Tag Archives: room

I Am In A Room

8 Feb

I Am In A Room

I sit in a room that is silent.

Yes, there are cringes and twinges of floorboards

and pipe songs and even the echo of someone upstairs,

but the cosmos is always ringing a little.

It is silent.

My mind makes its war in the room –

plastering memories along the molding of the floor

and hanging dead hopes from the high ceilings

and using the walls to buttress itself as it catapolts

its knives and leers and cocky little smiles,

knowing that I on the couch could have done better.

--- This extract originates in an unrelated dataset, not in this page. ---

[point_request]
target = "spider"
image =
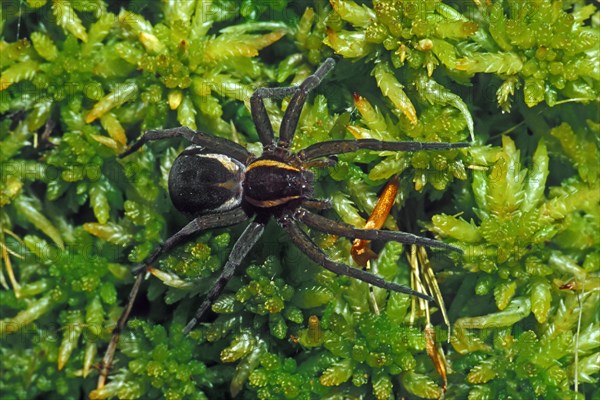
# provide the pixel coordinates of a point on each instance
(222, 184)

There is no noise in the room;

I am breaking.

The ground is a minefield.

I cannot move from this spot for fear I shall explode

one of its tricky little pitfalls,

and trip the explosion it’s loaded in my brain

with the fire of one toe placed wrongly.

It’s not a dance.

It’s not a limp.

I do not move.

I am silent.

I breathe.

The one defiance against death,

this slow, meaningless rise and fall

that is the only assertion that I still am

within this tired, still un-noise.

I make no sounds.

But I make change with the room.

A dollar-fifty oxygen,

a 23-year exhale.

Or something like that.

The math’s never really made sense

and I am too quiet to ask.

Maybe I am being shortchanged.

I really don’t know.

I am in a room.

And the room and I are silent.

The cosmos is ringing.

But this room has no door.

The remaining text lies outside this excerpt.